Venturing south from Spanish Wells to the ports/anchorages in Eleuthera and other out-islands generally means negotiating some very “narrow” passes and passages. None are more daunting than Current Cut just south of Spanish Wells. In the Bahamas, shallow banks butt up against deep ocean sounds and channels. Water depths can go from 15 feet to 2,000 feet deep in ¼ mile. Most often, moving from one to the other requires negotiating a “cut” or narrow pass. Water spills into, or out of these cuts, during the flood or ebb tides as if poured from a large bucket onto a flat pan (envision the ice water challenge, or Bill Bellecheck’s head after the Super Bowl). Current Cut is the baddest of the bad! As water rushes off of the Eleuthera Bank into the Northwest Channel during the ebb tide, the current in Current Cut can exceed 8kts…faster than most sailboats can motor. Add to that an opposing wind and 4 to 6 foot standing waves can build up just outside (deep water side) the cut. The term “white knuckles” is so, so inadequate. SYB…. S… Your Britches, is more the feeling. As a consequence, we go to great lengths to avoid transiting cuts when the wind opposes the current. We are lucky this time going into Current Cut. We catch the water going onto the banks during the end of the flood (with the current). We are moving at 7kts…and the engine is just at idle speed. But, we are unlucky with the wind on the other side…it is from the south, on the nose only 12kts, but….3-4 foot waves on the banks (the shallow water side)??? Et Tu Brute? …ouch! Five long minutes of SYB, and then we exit the grasp of Current Cut.
The silver lining after Current Cut is Eleuthera’s “Glass Window”; another narrow pass that has cut a hole into Eleuthera Island spanned by a bridge. Once, during a storm, the concrete bridge was knocked 7 ft. off of its abutment by Atlantic waves pounding through. It is quite a beautiful/scary sight, even on a relatively calm day.

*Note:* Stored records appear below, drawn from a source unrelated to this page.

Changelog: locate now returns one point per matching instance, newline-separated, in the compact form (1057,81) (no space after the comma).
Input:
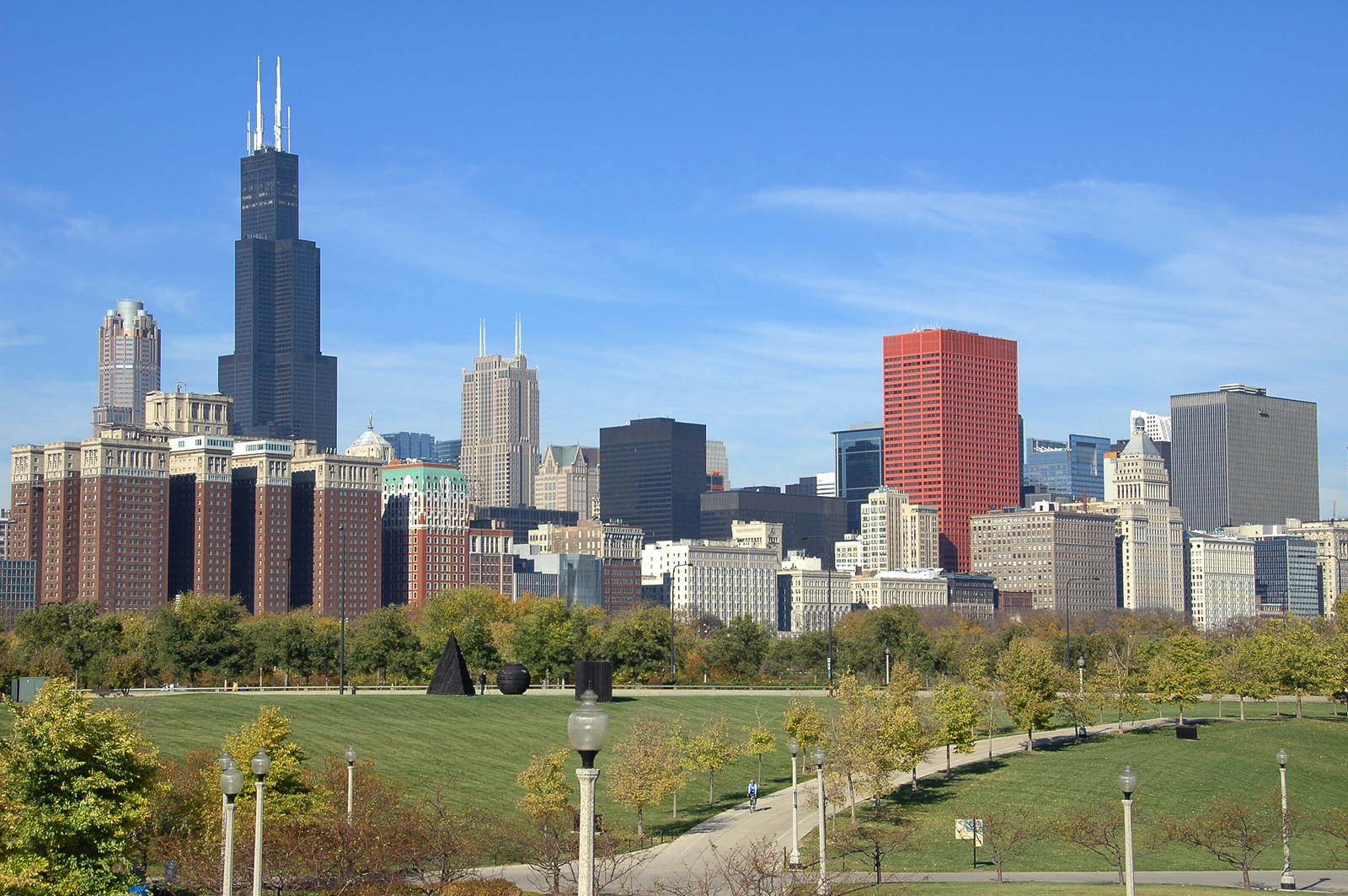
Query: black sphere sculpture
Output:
(512,678)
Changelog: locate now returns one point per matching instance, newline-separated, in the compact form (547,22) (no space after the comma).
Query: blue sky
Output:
(711,212)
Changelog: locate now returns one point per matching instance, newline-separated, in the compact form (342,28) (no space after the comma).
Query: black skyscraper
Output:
(654,473)
(282,383)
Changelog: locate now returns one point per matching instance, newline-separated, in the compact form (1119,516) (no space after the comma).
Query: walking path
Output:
(736,829)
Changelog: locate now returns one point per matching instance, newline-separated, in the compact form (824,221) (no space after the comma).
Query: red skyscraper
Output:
(950,428)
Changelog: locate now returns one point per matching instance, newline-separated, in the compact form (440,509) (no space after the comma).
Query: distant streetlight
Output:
(824,867)
(260,765)
(588,732)
(231,781)
(1068,608)
(1127,783)
(795,832)
(350,778)
(1289,880)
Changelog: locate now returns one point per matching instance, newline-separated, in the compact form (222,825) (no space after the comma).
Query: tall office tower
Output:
(336,534)
(718,465)
(952,429)
(499,451)
(282,383)
(411,446)
(566,480)
(125,527)
(260,519)
(1220,576)
(1240,456)
(128,365)
(200,499)
(190,413)
(898,536)
(1150,530)
(60,569)
(654,476)
(425,531)
(858,468)
(1073,468)
(1062,558)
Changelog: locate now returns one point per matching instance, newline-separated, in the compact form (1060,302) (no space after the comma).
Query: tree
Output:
(1008,832)
(761,741)
(644,767)
(1181,671)
(1031,691)
(76,790)
(1096,828)
(1297,657)
(957,711)
(711,751)
(1231,832)
(202,635)
(1244,671)
(384,643)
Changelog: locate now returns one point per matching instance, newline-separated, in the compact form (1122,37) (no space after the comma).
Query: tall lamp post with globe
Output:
(1127,783)
(588,732)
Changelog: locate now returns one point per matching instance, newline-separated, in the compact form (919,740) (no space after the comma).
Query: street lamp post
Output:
(824,866)
(1067,606)
(231,781)
(341,606)
(260,765)
(1127,783)
(795,830)
(1289,880)
(350,778)
(588,732)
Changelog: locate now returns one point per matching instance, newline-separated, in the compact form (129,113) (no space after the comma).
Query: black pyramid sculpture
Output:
(451,673)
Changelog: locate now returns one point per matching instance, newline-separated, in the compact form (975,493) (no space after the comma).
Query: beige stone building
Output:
(568,480)
(1064,558)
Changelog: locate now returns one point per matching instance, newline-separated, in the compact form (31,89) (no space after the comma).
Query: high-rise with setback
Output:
(282,383)
(952,429)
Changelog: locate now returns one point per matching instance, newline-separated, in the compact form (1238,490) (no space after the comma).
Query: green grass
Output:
(1176,778)
(479,743)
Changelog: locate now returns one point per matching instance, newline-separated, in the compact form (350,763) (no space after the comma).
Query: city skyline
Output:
(1125,243)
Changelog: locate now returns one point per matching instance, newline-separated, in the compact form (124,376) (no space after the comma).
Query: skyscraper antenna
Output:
(275,118)
(258,136)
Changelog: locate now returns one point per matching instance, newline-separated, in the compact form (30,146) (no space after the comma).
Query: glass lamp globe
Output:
(588,728)
(1127,781)
(231,781)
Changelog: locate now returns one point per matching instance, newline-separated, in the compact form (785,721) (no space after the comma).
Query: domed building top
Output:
(371,444)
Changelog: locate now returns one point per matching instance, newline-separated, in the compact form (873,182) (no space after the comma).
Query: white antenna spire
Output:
(258,134)
(275,119)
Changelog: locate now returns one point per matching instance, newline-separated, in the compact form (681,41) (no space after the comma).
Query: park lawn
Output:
(1176,778)
(480,743)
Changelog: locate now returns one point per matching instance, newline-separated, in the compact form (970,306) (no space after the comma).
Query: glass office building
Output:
(859,455)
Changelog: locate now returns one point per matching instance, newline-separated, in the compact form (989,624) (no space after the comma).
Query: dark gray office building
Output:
(1239,456)
(858,468)
(654,475)
(809,523)
(282,383)
(1286,577)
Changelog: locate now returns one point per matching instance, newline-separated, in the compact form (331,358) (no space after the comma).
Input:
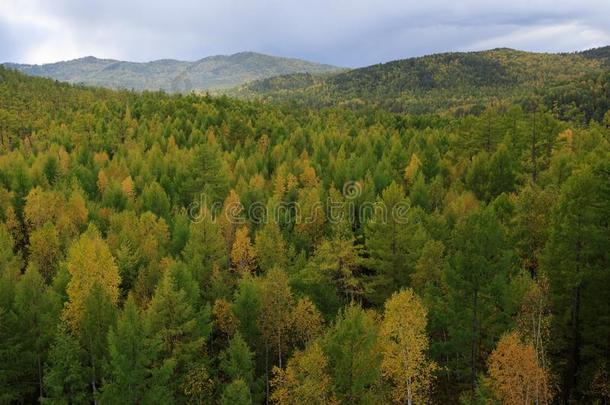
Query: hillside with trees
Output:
(213,72)
(455,83)
(167,248)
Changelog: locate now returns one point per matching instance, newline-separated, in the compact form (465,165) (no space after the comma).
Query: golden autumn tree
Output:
(412,169)
(404,345)
(515,375)
(276,309)
(305,380)
(89,263)
(243,256)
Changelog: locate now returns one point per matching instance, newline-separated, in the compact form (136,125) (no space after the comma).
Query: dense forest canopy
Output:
(140,262)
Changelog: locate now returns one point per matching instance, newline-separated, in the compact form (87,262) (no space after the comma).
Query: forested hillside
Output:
(161,248)
(213,72)
(455,83)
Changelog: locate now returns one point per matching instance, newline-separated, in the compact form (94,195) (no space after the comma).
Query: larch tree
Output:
(404,346)
(353,350)
(243,255)
(89,263)
(133,375)
(307,322)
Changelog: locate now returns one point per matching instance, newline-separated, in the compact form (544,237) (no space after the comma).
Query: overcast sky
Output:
(341,32)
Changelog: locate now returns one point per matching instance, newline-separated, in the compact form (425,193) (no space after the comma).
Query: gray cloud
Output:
(341,32)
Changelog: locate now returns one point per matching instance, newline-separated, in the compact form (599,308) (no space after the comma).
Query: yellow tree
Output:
(515,375)
(89,263)
(305,380)
(404,343)
(225,320)
(276,309)
(412,169)
(45,249)
(230,218)
(243,256)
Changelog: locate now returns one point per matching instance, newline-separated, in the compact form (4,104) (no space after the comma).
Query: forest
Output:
(164,248)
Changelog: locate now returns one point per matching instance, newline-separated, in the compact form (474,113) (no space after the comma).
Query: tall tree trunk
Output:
(534,152)
(267,373)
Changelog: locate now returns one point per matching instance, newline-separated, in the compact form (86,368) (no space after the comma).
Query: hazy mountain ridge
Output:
(213,72)
(456,81)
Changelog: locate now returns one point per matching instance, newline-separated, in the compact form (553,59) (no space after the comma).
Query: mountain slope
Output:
(450,82)
(214,72)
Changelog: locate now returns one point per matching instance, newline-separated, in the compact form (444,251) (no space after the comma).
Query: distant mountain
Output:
(448,82)
(214,72)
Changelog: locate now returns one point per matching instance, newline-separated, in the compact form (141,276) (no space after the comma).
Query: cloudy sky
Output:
(342,32)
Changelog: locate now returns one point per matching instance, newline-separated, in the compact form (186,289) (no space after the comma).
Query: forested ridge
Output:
(454,83)
(212,72)
(140,262)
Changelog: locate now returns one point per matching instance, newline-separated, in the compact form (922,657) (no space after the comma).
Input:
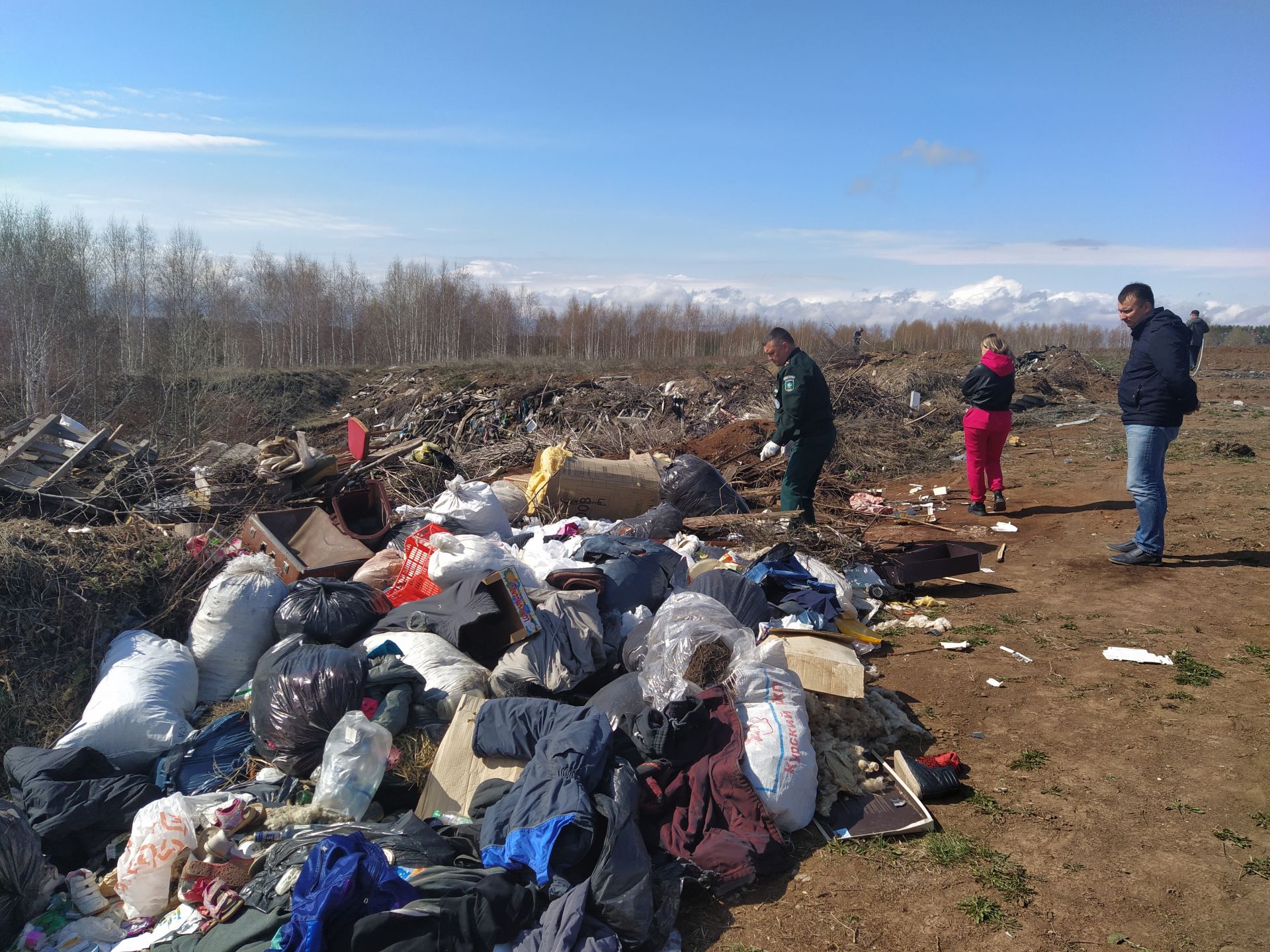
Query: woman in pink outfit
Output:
(988,389)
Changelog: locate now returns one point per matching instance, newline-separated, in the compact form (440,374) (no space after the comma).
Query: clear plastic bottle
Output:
(352,766)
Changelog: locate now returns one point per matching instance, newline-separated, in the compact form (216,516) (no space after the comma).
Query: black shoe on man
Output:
(1136,557)
(925,781)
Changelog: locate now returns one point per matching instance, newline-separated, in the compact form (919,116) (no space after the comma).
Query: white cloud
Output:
(1078,253)
(44,106)
(300,220)
(58,136)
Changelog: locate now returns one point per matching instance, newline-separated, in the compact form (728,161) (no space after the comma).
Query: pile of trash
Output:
(620,711)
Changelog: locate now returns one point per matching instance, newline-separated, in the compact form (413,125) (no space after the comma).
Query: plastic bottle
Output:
(352,766)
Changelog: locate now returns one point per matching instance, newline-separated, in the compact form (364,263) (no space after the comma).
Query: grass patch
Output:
(1007,877)
(1179,807)
(1029,760)
(1191,672)
(1228,836)
(949,848)
(984,912)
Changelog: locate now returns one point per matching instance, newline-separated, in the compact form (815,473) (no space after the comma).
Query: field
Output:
(1141,815)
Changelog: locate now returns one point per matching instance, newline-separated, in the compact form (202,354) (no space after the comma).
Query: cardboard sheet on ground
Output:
(894,811)
(822,664)
(456,771)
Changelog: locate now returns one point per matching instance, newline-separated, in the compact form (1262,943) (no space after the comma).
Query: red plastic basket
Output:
(413,582)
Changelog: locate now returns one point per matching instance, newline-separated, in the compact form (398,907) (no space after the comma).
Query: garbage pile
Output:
(618,710)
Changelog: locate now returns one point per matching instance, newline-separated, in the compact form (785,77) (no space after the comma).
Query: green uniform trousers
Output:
(807,459)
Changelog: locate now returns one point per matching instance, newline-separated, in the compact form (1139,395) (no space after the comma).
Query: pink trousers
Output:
(986,433)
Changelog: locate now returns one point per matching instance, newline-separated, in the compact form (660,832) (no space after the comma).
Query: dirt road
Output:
(1134,822)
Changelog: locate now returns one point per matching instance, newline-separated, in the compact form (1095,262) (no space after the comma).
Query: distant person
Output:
(1156,391)
(804,422)
(988,389)
(1198,329)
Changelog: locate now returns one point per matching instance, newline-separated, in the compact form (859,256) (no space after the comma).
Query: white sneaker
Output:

South, past the Glass Window, is Hatchet Bay, our first stop after Spanish Wells. Also a daunting narrow pass, but not for its current. The cut into the harbor is only 50 feet wide; the deep water we can transit, maybe only 25 feet wide. Not much room for error with our 13ft wide boat; and you never want to meet another boat going the opposite direction! Because of its narrow entrance, Hatchet Bay is well protected from storms, but the town is very sad. Not a place to hang out long. So, we are on to Governors Harbor the next day.
Governors Harbor was once seat of Bahamian government, before Nassau took over. It is another very pleasant place, with well-kept homes and guest houses, and fantastic Friday Fish Fry (crap….it is Sunday). We found an antique car there that seemed strangely familiar. Can anyone identify this car? It looks very much like the 1948 Austin of England car my dad gave me to work on as my first vehicle (we had a “hard” top). We could not get close enough to see the hood ornament clearly.
From Governors Harbor we moved south again to Rock Sound, to wait out impending weather. What, you say, pray tell, is “impending weather”. Well, part of the “narrow passages” gig is that you only have so much time, a narrow window, through/in which to move from Island to island, harbor to harbor. Impending weather means that some negative wind/storm event is coming, and you want to be sure you are in a good place to wait it out. There are relatively few, all-around, protected harbors in the Bahamas. Many places are considered “hurricane holes”…but even these fail miserably in a direct hurricane hit. Governors Harbor is completely exposed to west winds, so with the impending weather, we must move to Rock Sound. Even Rock Sound is not ideal; a derecho event (50kt gusts) last year damaged several of our friend’s boats, and one lost their pet dog overboard. Rock sound is so large that you must move from one side of the harbor to another as the wind clocks around during the passage of a cold front. And so we wait…moving from the east to west side of the sound as the wind howls in the rigging. We wait for the next narrow passage window to Cat Island.